If you would like a complete book that makes the Advent season approachable, I recommend the following books:
Meditations for Advent by Jacques-Benigne Bossuet
I cannot recommend this book enough. Bishop Bossuet is not a name that is too well known today, which is a shame. In his own time and in his own language, the great bishop was regarded as one of the finest orators in history. His sermons are passionate and informative, filled with the beauty and skill of a great preacher.
Meditations for Advent is a daily devotional with short mediations translated from his sermons.
Check out some free excerpts of this book on Catholic Exchange:
- The First Promise of a Redeemer
- His Name Will Be Emmanuel: God With Us
- Jesus Promised to the Patriarchs: An Advent Meditation
Advent with Our Lady of Fatima by Donna-Marie Cooper O’Boyle
If you have a devotion to Our Lady of Fatima, this book is essential for your Advent season. With stories from the Fatima visionaries and six other saintly figures, the book gives you daily learning and prayers for Advent.
Check out some free excerpts of this book on Catholic Exchange:
- Our Lady of Fatima Guides Our Advent Prayers
- The Miracle of Hope a Priest Found in Fatima
- Mother Teresa Encourages Us to Be Loving Like Mary
Books for Children
Bestselling author Anthony DeStefano has two lovely new books for children. Joseph’s Donkey tells the fictional story of St. Joseph’s faithful donkey throughout the Nativity story. His other new book, The Beggar and the Bluebird, tells the story of sacrifice through a modern winter fairytale. The illustrations are are a work of art and each tells an engaging story with Christmas and Advent themes throughout.

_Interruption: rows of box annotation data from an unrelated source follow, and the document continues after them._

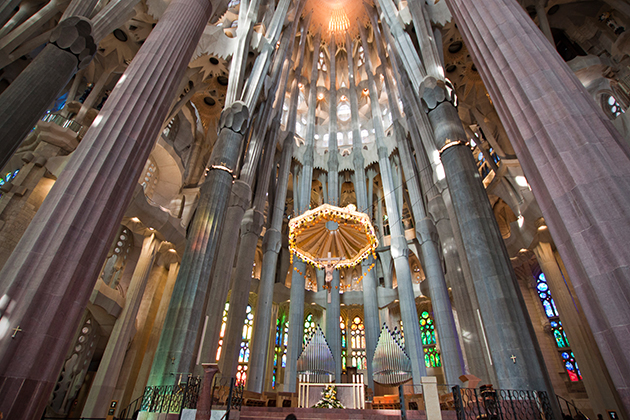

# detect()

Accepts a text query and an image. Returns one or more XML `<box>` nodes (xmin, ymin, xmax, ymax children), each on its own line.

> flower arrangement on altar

<box><xmin>313</xmin><ymin>385</ymin><xmax>345</xmax><ymax>408</ymax></box>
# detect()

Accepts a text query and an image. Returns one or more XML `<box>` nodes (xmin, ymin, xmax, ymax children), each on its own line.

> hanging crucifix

<box><xmin>317</xmin><ymin>252</ymin><xmax>343</xmax><ymax>303</ymax></box>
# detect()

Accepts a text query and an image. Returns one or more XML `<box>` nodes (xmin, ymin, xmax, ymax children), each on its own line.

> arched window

<box><xmin>101</xmin><ymin>226</ymin><xmax>133</xmax><ymax>289</ymax></box>
<box><xmin>236</xmin><ymin>305</ymin><xmax>254</xmax><ymax>385</ymax></box>
<box><xmin>216</xmin><ymin>302</ymin><xmax>230</xmax><ymax>362</ymax></box>
<box><xmin>271</xmin><ymin>313</ymin><xmax>289</xmax><ymax>389</ymax></box>
<box><xmin>350</xmin><ymin>316</ymin><xmax>367</xmax><ymax>369</ymax></box>
<box><xmin>536</xmin><ymin>273</ymin><xmax>582</xmax><ymax>382</ymax></box>
<box><xmin>420</xmin><ymin>311</ymin><xmax>442</xmax><ymax>367</ymax></box>
<box><xmin>0</xmin><ymin>169</ymin><xmax>20</xmax><ymax>197</ymax></box>
<box><xmin>602</xmin><ymin>94</ymin><xmax>624</xmax><ymax>120</ymax></box>
<box><xmin>140</xmin><ymin>158</ymin><xmax>158</xmax><ymax>198</ymax></box>
<box><xmin>302</xmin><ymin>314</ymin><xmax>317</xmax><ymax>347</ymax></box>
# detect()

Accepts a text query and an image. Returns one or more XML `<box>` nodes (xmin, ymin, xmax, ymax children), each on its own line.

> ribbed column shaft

<box><xmin>82</xmin><ymin>234</ymin><xmax>162</xmax><ymax>418</ymax></box>
<box><xmin>447</xmin><ymin>0</ymin><xmax>630</xmax><ymax>412</ymax></box>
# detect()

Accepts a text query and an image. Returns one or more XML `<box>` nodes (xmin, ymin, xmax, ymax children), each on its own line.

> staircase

<box><xmin>240</xmin><ymin>407</ymin><xmax>457</xmax><ymax>420</ymax></box>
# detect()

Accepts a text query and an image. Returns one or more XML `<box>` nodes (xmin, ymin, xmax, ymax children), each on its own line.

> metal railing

<box><xmin>42</xmin><ymin>114</ymin><xmax>83</xmax><ymax>133</ymax></box>
<box><xmin>140</xmin><ymin>377</ymin><xmax>202</xmax><ymax>414</ymax></box>
<box><xmin>556</xmin><ymin>395</ymin><xmax>589</xmax><ymax>420</ymax></box>
<box><xmin>452</xmin><ymin>385</ymin><xmax>554</xmax><ymax>420</ymax></box>
<box><xmin>117</xmin><ymin>397</ymin><xmax>143</xmax><ymax>420</ymax></box>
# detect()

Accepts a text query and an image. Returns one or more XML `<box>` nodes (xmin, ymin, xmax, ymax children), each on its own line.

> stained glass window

<box><xmin>236</xmin><ymin>305</ymin><xmax>254</xmax><ymax>385</ymax></box>
<box><xmin>339</xmin><ymin>316</ymin><xmax>348</xmax><ymax>370</ymax></box>
<box><xmin>536</xmin><ymin>273</ymin><xmax>582</xmax><ymax>382</ymax></box>
<box><xmin>420</xmin><ymin>311</ymin><xmax>435</xmax><ymax>346</ymax></box>
<box><xmin>350</xmin><ymin>316</ymin><xmax>367</xmax><ymax>369</ymax></box>
<box><xmin>271</xmin><ymin>313</ymin><xmax>289</xmax><ymax>389</ymax></box>
<box><xmin>216</xmin><ymin>302</ymin><xmax>230</xmax><ymax>362</ymax></box>
<box><xmin>420</xmin><ymin>311</ymin><xmax>442</xmax><ymax>367</ymax></box>
<box><xmin>302</xmin><ymin>314</ymin><xmax>317</xmax><ymax>347</ymax></box>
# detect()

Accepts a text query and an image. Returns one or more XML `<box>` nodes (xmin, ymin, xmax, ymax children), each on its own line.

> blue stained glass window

<box><xmin>536</xmin><ymin>273</ymin><xmax>582</xmax><ymax>382</ymax></box>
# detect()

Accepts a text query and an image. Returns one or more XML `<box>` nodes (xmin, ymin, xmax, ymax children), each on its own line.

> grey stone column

<box><xmin>326</xmin><ymin>33</ymin><xmax>342</xmax><ymax>382</ymax></box>
<box><xmin>371</xmin><ymin>15</ymin><xmax>466</xmax><ymax>384</ymax></box>
<box><xmin>384</xmin><ymin>22</ymin><xmax>496</xmax><ymax>383</ymax></box>
<box><xmin>447</xmin><ymin>0</ymin><xmax>630</xmax><ymax>412</ymax></box>
<box><xmin>81</xmin><ymin>234</ymin><xmax>162</xmax><ymax>417</ymax></box>
<box><xmin>219</xmin><ymin>208</ymin><xmax>265</xmax><ymax>378</ymax></box>
<box><xmin>284</xmin><ymin>32</ymin><xmax>318</xmax><ymax>392</ymax></box>
<box><xmin>149</xmin><ymin>101</ymin><xmax>249</xmax><ymax>385</ymax></box>
<box><xmin>131</xmin><ymin>262</ymin><xmax>179</xmax><ymax>407</ymax></box>
<box><xmin>534</xmin><ymin>0</ymin><xmax>556</xmax><ymax>44</ymax></box>
<box><xmin>434</xmin><ymin>100</ymin><xmax>552</xmax><ymax>395</ymax></box>
<box><xmin>533</xmin><ymin>242</ymin><xmax>621</xmax><ymax>413</ymax></box>
<box><xmin>247</xmin><ymin>131</ymin><xmax>297</xmax><ymax>392</ymax></box>
<box><xmin>248</xmin><ymin>18</ymin><xmax>310</xmax><ymax>392</ymax></box>
<box><xmin>0</xmin><ymin>17</ymin><xmax>96</xmax><ymax>167</ymax></box>
<box><xmin>359</xmin><ymin>23</ymin><xmax>426</xmax><ymax>384</ymax></box>
<box><xmin>346</xmin><ymin>33</ymin><xmax>380</xmax><ymax>390</ymax></box>
<box><xmin>0</xmin><ymin>0</ymin><xmax>212</xmax><ymax>419</ymax></box>
<box><xmin>284</xmin><ymin>257</ymin><xmax>308</xmax><ymax>392</ymax></box>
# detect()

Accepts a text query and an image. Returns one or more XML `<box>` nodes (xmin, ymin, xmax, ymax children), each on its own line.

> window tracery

<box><xmin>536</xmin><ymin>273</ymin><xmax>582</xmax><ymax>382</ymax></box>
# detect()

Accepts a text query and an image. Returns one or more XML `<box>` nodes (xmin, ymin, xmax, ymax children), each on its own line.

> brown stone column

<box><xmin>195</xmin><ymin>363</ymin><xmax>219</xmax><ymax>420</ymax></box>
<box><xmin>447</xmin><ymin>0</ymin><xmax>630</xmax><ymax>411</ymax></box>
<box><xmin>533</xmin><ymin>240</ymin><xmax>619</xmax><ymax>414</ymax></box>
<box><xmin>0</xmin><ymin>0</ymin><xmax>212</xmax><ymax>420</ymax></box>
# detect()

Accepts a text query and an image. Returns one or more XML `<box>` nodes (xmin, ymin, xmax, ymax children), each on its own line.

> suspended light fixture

<box><xmin>328</xmin><ymin>7</ymin><xmax>350</xmax><ymax>32</ymax></box>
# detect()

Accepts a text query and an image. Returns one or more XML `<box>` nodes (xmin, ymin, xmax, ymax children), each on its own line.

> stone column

<box><xmin>81</xmin><ymin>233</ymin><xmax>162</xmax><ymax>417</ymax></box>
<box><xmin>359</xmin><ymin>23</ymin><xmax>426</xmax><ymax>384</ymax></box>
<box><xmin>0</xmin><ymin>0</ymin><xmax>212</xmax><ymax>419</ymax></box>
<box><xmin>346</xmin><ymin>33</ymin><xmax>380</xmax><ymax>390</ymax></box>
<box><xmin>248</xmin><ymin>19</ymin><xmax>310</xmax><ymax>392</ymax></box>
<box><xmin>284</xmin><ymin>257</ymin><xmax>308</xmax><ymax>392</ymax></box>
<box><xmin>195</xmin><ymin>363</ymin><xmax>219</xmax><ymax>420</ymax></box>
<box><xmin>447</xmin><ymin>0</ymin><xmax>630</xmax><ymax>412</ymax></box>
<box><xmin>284</xmin><ymin>32</ymin><xmax>330</xmax><ymax>392</ymax></box>
<box><xmin>326</xmin><ymin>33</ymin><xmax>342</xmax><ymax>382</ymax></box>
<box><xmin>385</xmin><ymin>43</ymin><xmax>496</xmax><ymax>383</ymax></box>
<box><xmin>371</xmin><ymin>15</ymin><xmax>466</xmax><ymax>384</ymax></box>
<box><xmin>129</xmin><ymin>262</ymin><xmax>179</xmax><ymax>401</ymax></box>
<box><xmin>0</xmin><ymin>17</ymin><xmax>96</xmax><ymax>167</ymax></box>
<box><xmin>423</xmin><ymin>97</ymin><xmax>552</xmax><ymax>395</ymax></box>
<box><xmin>534</xmin><ymin>0</ymin><xmax>556</xmax><ymax>48</ymax></box>
<box><xmin>533</xmin><ymin>241</ymin><xmax>620</xmax><ymax>413</ymax></box>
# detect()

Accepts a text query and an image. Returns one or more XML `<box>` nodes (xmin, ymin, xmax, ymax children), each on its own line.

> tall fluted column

<box><xmin>326</xmin><ymin>33</ymin><xmax>342</xmax><ymax>381</ymax></box>
<box><xmin>247</xmin><ymin>130</ymin><xmax>297</xmax><ymax>392</ymax></box>
<box><xmin>359</xmin><ymin>23</ymin><xmax>427</xmax><ymax>384</ymax></box>
<box><xmin>82</xmin><ymin>233</ymin><xmax>162</xmax><ymax>417</ymax></box>
<box><xmin>533</xmin><ymin>242</ymin><xmax>620</xmax><ymax>413</ymax></box>
<box><xmin>447</xmin><ymin>0</ymin><xmax>630</xmax><ymax>406</ymax></box>
<box><xmin>371</xmin><ymin>15</ymin><xmax>466</xmax><ymax>384</ymax></box>
<box><xmin>346</xmin><ymin>33</ymin><xmax>380</xmax><ymax>390</ymax></box>
<box><xmin>0</xmin><ymin>0</ymin><xmax>212</xmax><ymax>414</ymax></box>
<box><xmin>131</xmin><ymin>262</ymin><xmax>179</xmax><ymax>407</ymax></box>
<box><xmin>284</xmin><ymin>32</ymin><xmax>321</xmax><ymax>392</ymax></box>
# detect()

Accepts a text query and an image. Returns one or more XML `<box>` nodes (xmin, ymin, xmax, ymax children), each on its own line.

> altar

<box><xmin>298</xmin><ymin>375</ymin><xmax>365</xmax><ymax>410</ymax></box>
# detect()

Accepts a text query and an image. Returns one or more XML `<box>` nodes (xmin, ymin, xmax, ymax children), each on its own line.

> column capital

<box><xmin>418</xmin><ymin>76</ymin><xmax>455</xmax><ymax>113</ymax></box>
<box><xmin>241</xmin><ymin>208</ymin><xmax>265</xmax><ymax>236</ymax></box>
<box><xmin>50</xmin><ymin>16</ymin><xmax>96</xmax><ymax>69</ymax></box>
<box><xmin>219</xmin><ymin>101</ymin><xmax>249</xmax><ymax>135</ymax></box>
<box><xmin>228</xmin><ymin>179</ymin><xmax>252</xmax><ymax>211</ymax></box>
<box><xmin>416</xmin><ymin>217</ymin><xmax>439</xmax><ymax>245</ymax></box>
<box><xmin>263</xmin><ymin>228</ymin><xmax>282</xmax><ymax>254</ymax></box>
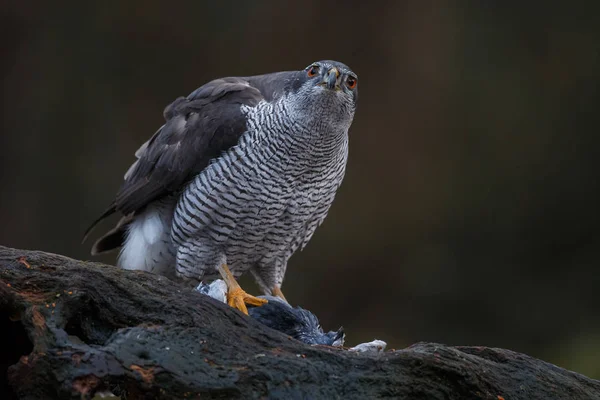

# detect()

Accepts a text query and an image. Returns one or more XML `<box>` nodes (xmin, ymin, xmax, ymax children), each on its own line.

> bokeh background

<box><xmin>0</xmin><ymin>0</ymin><xmax>600</xmax><ymax>378</ymax></box>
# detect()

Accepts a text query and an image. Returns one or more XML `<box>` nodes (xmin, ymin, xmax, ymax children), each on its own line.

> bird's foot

<box><xmin>227</xmin><ymin>285</ymin><xmax>268</xmax><ymax>315</ymax></box>
<box><xmin>218</xmin><ymin>264</ymin><xmax>268</xmax><ymax>315</ymax></box>
<box><xmin>271</xmin><ymin>286</ymin><xmax>289</xmax><ymax>304</ymax></box>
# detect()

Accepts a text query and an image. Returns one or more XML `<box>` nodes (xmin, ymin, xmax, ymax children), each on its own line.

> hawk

<box><xmin>84</xmin><ymin>61</ymin><xmax>358</xmax><ymax>314</ymax></box>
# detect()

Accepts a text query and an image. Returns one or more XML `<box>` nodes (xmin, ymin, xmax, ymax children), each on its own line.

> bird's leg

<box><xmin>271</xmin><ymin>286</ymin><xmax>289</xmax><ymax>304</ymax></box>
<box><xmin>218</xmin><ymin>264</ymin><xmax>267</xmax><ymax>315</ymax></box>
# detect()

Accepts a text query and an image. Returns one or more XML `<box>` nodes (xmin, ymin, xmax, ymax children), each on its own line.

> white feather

<box><xmin>118</xmin><ymin>204</ymin><xmax>175</xmax><ymax>276</ymax></box>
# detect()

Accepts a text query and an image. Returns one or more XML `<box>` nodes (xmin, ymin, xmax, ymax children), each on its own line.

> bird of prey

<box><xmin>85</xmin><ymin>60</ymin><xmax>358</xmax><ymax>314</ymax></box>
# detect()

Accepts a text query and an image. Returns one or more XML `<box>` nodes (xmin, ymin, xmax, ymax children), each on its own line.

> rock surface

<box><xmin>0</xmin><ymin>247</ymin><xmax>600</xmax><ymax>400</ymax></box>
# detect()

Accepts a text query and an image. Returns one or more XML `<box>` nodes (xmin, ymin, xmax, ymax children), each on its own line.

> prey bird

<box><xmin>84</xmin><ymin>61</ymin><xmax>358</xmax><ymax>314</ymax></box>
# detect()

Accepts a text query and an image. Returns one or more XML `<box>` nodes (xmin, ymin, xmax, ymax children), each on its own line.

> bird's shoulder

<box><xmin>114</xmin><ymin>72</ymin><xmax>294</xmax><ymax>215</ymax></box>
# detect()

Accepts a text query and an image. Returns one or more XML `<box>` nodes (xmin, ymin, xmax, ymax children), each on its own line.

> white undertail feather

<box><xmin>118</xmin><ymin>199</ymin><xmax>175</xmax><ymax>276</ymax></box>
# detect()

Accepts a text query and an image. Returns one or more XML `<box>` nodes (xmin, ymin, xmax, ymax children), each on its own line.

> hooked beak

<box><xmin>323</xmin><ymin>67</ymin><xmax>340</xmax><ymax>90</ymax></box>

Last year’s bestseller, The Spider Who Saved Christmas, is another fantastic story for children. In these pages, Raymond Arroyo tells the tale of a Golden Silk Orb Weaver who uses her precious web to help the Holy Family during the Flight to Egypt. The colorful illustrations by Randy Gallegos add to the rich story.
5. A Prayerful Advent
No matter what you commit to for Advent, I hope you make time for prayer. The Advent wreath and the many traditions we’ve inherited should always move your heart in prayer. Each person’s Advent will be different, but prayer will always make your journey to Christmas more fulfilling.
I’ll be praying for you all and hope you’ll include Catholic Exchange in your prayers. If you have other resources, feel free to share them here or on our social media pages.